One Northeastern specialist, Peace Tree Farm in Kintnersville, Pa., grows larger liner sizes–50 and 72 counts. While larger liners take longer to produce, the turn is quicker for growers who purchase them, finishing a 4-inch pot in six to eight weeks. About 60 percent of the cuttings are bought in and the rest are self propagated. In the future, Peace Tree will be doing more of its own propagation.

“For us, it’s important because there are a lot of succulents being propagated right now,” owner Lloyd Traven says. “When you feel like you’re ahead of the curve and then everybody is doing it, you have to adjust and concentrate on varieties others aren’t carrying.” In addition to the classic succulents, Peace Tree is producing plants in genera you wouldn’t expect to be succulents–peperomias, begonias and tradescantias.

Advice For Northern Growers

If you’re a Northern grower and new to succulents, how should you begin? Plug Connection’s Greg Opgenorth says growers should consider cold hardy lines–sempervivums, sedums and delospermas. “In colder climates, these can be used as perennials, in rock gardens and in xeriscaping,” he says. While they are forgiving, extreme cold is detrimental.

Cast iron plants Traven recommends include crassulas, echeverias, euphorbias, graptoverias, graptopetalums, sedums and sempervivums. Growers who are new to succulents can get started with a few echeverias and a few sedums. “Look for a variety of colors and types,” he says. “Certain echeverias grab attention–fuzzy ones, silver ones, rippled, ruffled. White ones really attract attention. Don’t go for regular green, gray stuff that everyone else has. If all you’re doing is growing those in a 3 ½-inch or 4-inch plastic pot, you’re slugging it out with everyone else.”

For growers who are used to producing petunias, Traven says, “You cannot think in terms of bedding plants and be successful. The soil mix is different. It’s all about water management. If you have a grower whom you consider to be a dry grower, that’s the guy you put in charge. You don’t want a lot of feed or the plants to be soft.” Surprisingly, many succulents don’t want full sun. “That’s where people lose plants–watering them in the height of the day and they end up burning,” he says.

But overwatering is the biggest problem. “It’s so easy to overwater and kill them,” Traven says. “When you take cuttings, let them sit 24 hours. Don’t touch them. Let the ends dry out. Then have trays filled, watered in, stick the cuttings, put the trays through the water tunnels and don’t touch them. When you start to think the plants need water, walk away. Most of the plants, if they are stuck in moist soil, don’t need more moisture to root.”

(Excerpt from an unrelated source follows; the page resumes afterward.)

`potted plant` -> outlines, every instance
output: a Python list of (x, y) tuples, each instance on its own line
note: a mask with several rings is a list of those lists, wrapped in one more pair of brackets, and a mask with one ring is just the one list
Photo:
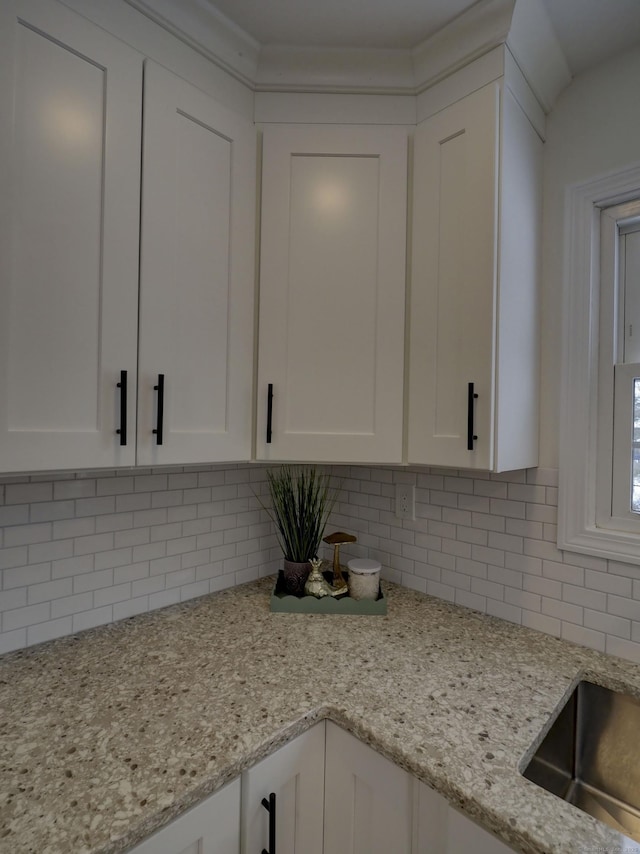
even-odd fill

Altman suggests growers choose tough plants that provide high color and require less light. Blooming varieties will be more difficult to produce in flower up North, she adds. Slower growing plants will finish more uniformly. “California is ideal with its high light and cool nights to bring out the unique colors and shapes,” she says. “You need a house that cools down.”

Chris Berg, marketing director of EuroAmerican Propagators, advises growers to produce the plants outdoors as much as possible. “This is how you’ll get the bright oranges, yellows, reds, purples and variegation,” he says, adding that Northern growers may want to buy in certain varieties finished from growers in Southern climates, because they take too long to produce in the winter.

Growers can make an impact at retail with an assortment of 10 to 15 varieties with cool colors and textures for retail displays. “You don’t have to have 50 varieties to get into the category. If you have 10 really unique things, you’re going to have a lot of success,” Berg says.